Yo misma he experimentado la manera en que él lleva las cargas de los otros. Llegó un momento en el que él se dio cuenta de que el peso de la responsabilidad de su biografía me estaba abrumando. Me invitó a su oficina y con la voz más dulce y amable me dijo: “¿Cómo la puedo ayudar?”.
Mi corazón no pudo resistir su propuesta y le revelé mis sentimientos de ineptitud, le hablé sobre la naturaleza intimidante de la tarea y la cantidad de material que había que recopilar, organizar y sintetizar. Yo quería desesperadamente hacerlo bien, para él. Nuestro intercambio fue una de mis experiencias terrenales más preciosas. Sentí como si estuviera junto al estanque de Betesda y el Salvador hubiera levantado la cortina y se hubiera inclinado para sostenerme. El presidente Monson comprende el poder salvador de la Expiación y considera que es un privilegio ser enviado por el Señor para sostener a otra persona.

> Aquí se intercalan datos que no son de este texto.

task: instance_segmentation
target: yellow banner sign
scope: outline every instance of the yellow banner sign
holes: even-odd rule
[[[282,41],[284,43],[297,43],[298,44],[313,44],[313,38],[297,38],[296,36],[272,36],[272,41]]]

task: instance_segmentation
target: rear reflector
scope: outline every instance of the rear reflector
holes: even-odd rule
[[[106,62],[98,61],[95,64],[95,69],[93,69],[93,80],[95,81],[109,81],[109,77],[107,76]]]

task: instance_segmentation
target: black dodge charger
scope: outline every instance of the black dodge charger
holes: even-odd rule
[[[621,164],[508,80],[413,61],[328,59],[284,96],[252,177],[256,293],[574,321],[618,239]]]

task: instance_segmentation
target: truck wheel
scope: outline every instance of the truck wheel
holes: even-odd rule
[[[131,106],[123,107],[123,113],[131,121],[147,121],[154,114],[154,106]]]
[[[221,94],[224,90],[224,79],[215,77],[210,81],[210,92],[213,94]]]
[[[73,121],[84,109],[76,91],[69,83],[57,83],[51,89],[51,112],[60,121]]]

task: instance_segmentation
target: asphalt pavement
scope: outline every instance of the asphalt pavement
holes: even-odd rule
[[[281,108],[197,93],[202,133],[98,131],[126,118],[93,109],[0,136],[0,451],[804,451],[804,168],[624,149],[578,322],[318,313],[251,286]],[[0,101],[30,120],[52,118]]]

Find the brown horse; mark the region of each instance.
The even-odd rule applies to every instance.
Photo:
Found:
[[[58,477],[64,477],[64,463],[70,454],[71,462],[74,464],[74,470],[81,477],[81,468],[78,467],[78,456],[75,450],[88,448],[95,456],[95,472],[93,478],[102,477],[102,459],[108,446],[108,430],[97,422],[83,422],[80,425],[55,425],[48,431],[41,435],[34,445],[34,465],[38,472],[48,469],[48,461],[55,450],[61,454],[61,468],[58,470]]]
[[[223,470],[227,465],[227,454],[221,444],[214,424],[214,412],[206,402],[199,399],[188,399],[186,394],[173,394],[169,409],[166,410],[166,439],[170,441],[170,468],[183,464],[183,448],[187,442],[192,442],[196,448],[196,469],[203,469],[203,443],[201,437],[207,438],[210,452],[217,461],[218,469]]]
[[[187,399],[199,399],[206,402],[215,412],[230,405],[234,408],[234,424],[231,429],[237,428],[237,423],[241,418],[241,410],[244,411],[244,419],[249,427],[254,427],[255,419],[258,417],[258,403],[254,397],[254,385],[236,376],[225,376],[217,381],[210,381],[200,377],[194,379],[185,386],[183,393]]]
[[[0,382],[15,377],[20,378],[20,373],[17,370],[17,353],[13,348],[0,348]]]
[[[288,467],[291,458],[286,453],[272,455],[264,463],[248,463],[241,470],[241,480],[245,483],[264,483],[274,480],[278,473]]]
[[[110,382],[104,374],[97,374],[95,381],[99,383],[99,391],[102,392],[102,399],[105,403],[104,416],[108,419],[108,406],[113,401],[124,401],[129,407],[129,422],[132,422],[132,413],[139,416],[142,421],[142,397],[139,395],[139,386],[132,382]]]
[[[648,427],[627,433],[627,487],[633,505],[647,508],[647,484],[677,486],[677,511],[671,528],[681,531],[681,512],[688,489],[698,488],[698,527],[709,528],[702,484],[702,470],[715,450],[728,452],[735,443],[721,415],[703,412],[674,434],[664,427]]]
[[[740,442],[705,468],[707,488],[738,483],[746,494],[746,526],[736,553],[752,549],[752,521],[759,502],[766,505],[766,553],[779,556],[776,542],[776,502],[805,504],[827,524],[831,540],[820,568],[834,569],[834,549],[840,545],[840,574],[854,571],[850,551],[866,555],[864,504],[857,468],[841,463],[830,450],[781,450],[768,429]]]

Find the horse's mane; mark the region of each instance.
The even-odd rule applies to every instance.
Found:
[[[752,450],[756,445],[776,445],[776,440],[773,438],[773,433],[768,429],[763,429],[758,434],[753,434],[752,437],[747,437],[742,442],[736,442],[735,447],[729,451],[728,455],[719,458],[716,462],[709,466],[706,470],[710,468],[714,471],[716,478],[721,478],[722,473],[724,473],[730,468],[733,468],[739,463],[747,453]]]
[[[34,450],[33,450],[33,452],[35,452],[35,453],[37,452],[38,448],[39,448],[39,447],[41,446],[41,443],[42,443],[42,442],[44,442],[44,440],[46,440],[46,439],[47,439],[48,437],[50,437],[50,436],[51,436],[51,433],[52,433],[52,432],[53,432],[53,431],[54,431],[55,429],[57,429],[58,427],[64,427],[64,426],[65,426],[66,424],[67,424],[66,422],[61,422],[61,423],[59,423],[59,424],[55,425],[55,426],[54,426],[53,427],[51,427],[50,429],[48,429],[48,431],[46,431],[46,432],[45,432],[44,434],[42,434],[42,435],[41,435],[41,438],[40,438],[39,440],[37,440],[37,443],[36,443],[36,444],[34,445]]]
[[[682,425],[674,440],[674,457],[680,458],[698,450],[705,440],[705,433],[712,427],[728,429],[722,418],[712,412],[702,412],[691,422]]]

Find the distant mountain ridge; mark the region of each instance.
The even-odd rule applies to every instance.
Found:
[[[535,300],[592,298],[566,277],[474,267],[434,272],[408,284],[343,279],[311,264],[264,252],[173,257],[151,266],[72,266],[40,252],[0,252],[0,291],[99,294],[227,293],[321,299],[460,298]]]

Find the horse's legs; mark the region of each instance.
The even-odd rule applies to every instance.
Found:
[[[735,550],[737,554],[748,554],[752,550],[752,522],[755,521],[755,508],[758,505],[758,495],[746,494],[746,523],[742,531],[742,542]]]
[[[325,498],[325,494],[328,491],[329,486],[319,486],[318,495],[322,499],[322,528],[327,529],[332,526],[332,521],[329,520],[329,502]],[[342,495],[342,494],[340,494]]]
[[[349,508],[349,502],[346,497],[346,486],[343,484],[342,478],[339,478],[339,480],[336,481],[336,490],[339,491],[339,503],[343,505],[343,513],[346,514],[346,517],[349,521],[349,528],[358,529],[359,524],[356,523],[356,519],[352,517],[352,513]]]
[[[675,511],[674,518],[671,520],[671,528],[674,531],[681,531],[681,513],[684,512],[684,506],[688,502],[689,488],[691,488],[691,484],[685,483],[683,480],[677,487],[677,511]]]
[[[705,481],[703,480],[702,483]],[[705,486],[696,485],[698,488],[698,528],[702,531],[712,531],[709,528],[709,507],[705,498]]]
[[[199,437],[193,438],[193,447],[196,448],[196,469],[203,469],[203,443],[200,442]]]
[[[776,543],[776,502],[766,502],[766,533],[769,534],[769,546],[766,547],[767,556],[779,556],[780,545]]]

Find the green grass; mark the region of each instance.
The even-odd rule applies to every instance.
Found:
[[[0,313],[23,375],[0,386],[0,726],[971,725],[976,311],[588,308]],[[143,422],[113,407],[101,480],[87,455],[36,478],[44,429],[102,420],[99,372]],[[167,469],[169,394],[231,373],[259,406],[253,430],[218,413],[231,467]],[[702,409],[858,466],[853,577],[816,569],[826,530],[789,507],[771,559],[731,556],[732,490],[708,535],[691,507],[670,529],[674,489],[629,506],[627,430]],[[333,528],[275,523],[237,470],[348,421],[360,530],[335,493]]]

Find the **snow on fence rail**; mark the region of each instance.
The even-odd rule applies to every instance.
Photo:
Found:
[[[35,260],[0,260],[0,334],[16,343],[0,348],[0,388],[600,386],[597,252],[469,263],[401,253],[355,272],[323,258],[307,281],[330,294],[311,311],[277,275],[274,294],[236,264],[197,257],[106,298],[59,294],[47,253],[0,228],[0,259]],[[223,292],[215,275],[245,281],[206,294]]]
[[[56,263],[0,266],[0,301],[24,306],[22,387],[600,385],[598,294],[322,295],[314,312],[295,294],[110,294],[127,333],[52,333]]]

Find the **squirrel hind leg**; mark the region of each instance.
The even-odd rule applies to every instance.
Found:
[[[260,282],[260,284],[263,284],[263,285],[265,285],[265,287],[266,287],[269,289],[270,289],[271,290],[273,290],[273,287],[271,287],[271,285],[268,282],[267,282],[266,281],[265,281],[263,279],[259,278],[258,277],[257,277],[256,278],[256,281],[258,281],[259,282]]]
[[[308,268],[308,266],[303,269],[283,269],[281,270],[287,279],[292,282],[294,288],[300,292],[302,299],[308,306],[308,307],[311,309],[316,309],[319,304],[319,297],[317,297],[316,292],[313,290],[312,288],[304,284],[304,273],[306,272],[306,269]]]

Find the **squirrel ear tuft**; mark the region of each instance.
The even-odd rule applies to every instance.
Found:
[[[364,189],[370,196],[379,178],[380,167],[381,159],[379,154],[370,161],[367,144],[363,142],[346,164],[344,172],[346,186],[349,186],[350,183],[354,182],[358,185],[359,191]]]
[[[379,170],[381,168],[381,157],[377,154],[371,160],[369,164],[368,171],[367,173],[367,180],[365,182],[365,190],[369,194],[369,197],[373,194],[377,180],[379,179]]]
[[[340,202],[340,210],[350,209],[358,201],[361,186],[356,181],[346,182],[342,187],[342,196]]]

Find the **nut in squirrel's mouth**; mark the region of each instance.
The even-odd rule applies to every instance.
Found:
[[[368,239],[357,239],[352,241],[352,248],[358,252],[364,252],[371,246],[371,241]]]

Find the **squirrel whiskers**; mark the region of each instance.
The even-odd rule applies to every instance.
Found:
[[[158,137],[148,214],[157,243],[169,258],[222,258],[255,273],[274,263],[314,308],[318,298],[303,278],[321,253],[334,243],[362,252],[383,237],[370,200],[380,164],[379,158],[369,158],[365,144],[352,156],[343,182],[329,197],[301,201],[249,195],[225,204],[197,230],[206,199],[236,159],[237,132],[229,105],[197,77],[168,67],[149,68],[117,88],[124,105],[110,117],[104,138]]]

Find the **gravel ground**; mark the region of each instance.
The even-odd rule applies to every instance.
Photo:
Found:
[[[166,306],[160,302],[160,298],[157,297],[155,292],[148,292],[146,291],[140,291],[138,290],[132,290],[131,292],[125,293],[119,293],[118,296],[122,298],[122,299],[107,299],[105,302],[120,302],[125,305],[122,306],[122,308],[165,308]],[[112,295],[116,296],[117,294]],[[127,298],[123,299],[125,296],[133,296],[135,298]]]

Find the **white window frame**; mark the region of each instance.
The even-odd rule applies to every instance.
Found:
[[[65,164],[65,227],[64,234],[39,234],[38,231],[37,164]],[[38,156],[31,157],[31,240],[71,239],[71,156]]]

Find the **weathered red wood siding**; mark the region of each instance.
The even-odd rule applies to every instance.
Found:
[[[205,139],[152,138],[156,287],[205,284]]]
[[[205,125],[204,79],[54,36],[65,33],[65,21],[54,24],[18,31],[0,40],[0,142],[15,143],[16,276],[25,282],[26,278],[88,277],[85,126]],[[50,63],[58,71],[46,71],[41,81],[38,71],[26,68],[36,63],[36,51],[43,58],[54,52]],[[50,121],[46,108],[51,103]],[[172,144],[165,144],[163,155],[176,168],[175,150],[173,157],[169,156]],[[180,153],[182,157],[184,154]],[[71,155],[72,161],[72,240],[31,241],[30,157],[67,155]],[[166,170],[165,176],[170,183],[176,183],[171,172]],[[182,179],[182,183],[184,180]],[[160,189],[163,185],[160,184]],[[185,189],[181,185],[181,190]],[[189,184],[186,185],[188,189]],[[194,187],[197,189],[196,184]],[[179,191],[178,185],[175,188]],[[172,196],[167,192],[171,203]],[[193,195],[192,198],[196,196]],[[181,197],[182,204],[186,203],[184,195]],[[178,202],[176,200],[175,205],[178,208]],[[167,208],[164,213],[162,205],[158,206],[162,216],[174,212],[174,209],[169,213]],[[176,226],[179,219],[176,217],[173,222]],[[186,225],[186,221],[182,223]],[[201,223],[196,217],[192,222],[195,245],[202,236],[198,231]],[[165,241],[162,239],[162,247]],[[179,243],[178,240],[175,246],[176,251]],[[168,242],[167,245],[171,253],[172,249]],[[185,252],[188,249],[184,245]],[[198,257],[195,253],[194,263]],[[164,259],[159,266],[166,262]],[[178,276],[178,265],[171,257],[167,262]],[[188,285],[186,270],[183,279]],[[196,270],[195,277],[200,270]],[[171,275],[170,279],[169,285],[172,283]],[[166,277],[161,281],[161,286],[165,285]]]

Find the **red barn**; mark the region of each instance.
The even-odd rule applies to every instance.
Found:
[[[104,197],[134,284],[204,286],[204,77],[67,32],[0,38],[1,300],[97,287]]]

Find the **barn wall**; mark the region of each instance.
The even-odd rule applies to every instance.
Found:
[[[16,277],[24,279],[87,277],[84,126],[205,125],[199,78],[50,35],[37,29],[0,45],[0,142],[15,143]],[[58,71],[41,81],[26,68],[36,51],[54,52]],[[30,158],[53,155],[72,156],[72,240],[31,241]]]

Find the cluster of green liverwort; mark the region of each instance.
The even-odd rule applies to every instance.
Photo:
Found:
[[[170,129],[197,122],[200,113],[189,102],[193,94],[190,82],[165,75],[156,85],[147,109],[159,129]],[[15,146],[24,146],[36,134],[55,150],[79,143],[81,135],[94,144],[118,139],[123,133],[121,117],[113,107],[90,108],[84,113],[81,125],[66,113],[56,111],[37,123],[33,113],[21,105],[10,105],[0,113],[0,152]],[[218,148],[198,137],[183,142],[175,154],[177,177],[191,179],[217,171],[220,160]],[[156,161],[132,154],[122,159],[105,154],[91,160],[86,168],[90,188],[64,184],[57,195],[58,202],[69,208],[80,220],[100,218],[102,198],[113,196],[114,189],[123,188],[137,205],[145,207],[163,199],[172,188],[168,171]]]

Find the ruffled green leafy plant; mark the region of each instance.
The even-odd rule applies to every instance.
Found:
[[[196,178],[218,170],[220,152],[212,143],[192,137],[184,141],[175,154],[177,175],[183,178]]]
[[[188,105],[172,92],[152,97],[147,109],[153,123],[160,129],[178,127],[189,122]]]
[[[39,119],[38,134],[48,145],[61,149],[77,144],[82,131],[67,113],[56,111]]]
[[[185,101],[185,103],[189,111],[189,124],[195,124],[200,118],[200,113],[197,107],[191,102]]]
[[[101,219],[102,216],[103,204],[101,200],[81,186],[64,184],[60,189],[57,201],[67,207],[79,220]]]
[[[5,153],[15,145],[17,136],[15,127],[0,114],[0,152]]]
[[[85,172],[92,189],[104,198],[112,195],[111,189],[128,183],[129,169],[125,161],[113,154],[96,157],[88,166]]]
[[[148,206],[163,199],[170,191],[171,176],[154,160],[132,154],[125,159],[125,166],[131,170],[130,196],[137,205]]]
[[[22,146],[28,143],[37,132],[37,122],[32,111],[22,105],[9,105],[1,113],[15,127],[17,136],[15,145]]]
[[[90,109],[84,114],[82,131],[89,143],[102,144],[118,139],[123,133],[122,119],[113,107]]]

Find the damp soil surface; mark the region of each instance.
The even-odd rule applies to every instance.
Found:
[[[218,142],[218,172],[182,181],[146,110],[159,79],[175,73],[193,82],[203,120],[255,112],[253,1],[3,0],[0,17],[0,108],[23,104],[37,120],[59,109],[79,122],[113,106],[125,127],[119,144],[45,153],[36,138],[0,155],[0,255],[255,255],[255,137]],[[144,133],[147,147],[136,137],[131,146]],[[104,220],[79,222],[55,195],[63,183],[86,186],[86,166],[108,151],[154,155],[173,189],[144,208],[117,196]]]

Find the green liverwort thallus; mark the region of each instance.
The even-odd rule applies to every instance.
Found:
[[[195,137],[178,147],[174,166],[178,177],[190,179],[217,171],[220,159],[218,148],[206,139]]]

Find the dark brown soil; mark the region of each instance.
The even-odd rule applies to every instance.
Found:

“Tiendan la mano para rescatar a los ancianos, las viudas, los enfermos, los minusválidos, los menos activos”, ha dicho, y luego ha encabezado la tarea. “Extiéndanles la mano que ayuda y el corazón que conoce la compasión”13.
La gran estima y el interés que tiene por los demás son una medida del testimonio que tiene del Salvador Jesucristo: “Al aprender de Él, al creer en Él y al seguirle, existe la capacidad de llegar a ser como Él. El rostro puede cambiar, el corazón se puede ablandar, el paso se puede acelerar, la actitud ante la vida se puede mejorar. La vida se convierte en lo que debiera llegar a ser”14.